As noted in The Guardian newspaper, Beijing was assured that Li Shangfu would meet only with Sergei Shoigu. In this regard, journalists consider negotiations with Putin to be another proof of the construction of a "new era," which the heads of the two states discussed in March. Le Monde confirmed: "China and Russia are in the process of changing the international order, the one that the United States, as the leader of the Western world, established after World War II.
… and exercises of the Pacific Fleet of the Russian Federation
The Japanese government protested to Russia in connection with plans to hold missile exercises from April 18 to 22 in the southern Kuril Islands. A sudden check of the forces of the Pacific Fleet (Pacific Fleet) has been carried out since April 14. The Pacific Fleet was raised by alarm in full force. The aircraft of the Eastern Military District, long-range aircraft, units and support units were involved in the check. More than 25 thousand military men, 167 ships and vessels, 12 submarines, 89 aircraft and helicopters are participating in the exercises, Russian Defense Minister Army General Sergei Shoigu reported to Russian President Vladimir Putin.

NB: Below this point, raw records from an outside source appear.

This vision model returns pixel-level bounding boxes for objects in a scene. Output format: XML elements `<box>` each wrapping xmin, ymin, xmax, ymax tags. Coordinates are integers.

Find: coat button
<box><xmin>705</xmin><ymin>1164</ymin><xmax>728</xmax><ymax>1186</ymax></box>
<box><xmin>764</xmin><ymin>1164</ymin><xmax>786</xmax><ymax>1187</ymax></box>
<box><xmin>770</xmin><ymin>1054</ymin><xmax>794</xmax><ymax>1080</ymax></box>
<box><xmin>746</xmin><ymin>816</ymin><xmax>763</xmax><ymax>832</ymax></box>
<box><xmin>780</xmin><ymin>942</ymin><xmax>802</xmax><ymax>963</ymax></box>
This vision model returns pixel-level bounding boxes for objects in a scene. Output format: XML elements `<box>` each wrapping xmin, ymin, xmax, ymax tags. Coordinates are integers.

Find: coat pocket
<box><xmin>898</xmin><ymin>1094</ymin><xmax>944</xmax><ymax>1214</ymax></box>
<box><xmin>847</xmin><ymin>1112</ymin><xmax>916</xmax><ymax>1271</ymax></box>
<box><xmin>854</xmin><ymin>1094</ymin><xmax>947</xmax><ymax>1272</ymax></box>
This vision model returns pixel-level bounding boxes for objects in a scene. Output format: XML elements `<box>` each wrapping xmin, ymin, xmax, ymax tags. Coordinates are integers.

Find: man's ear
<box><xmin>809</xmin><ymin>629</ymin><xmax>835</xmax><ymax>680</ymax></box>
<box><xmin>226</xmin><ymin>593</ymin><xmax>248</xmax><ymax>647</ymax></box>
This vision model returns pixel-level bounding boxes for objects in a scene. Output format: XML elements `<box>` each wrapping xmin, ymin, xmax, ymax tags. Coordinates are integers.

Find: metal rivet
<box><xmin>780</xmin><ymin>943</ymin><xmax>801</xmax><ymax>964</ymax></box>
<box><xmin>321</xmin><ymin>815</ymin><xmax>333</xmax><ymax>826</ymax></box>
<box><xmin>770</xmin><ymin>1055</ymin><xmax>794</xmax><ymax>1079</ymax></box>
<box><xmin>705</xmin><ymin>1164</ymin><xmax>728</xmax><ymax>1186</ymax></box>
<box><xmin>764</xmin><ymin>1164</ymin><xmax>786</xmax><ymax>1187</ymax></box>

From April 18, the Pacific Fleet began the final stage of verification, within the framework of which in the far sea zone the formed group makes a transition to the southern part of the Sea of Okhotsk, performing the tasks of combat maneuvering and opening the underwater situation. Strategic missile carriers will make flights to the central part of the Pacific Ocean with imitation of strikes on the ship groups of a conditional enemy.
Ship groups of European countries that are part of the G7, there (as part of a conditional enemy), apparently, not or not yet. Maybe Macron is right, why climb into "crises that Europe does not need"?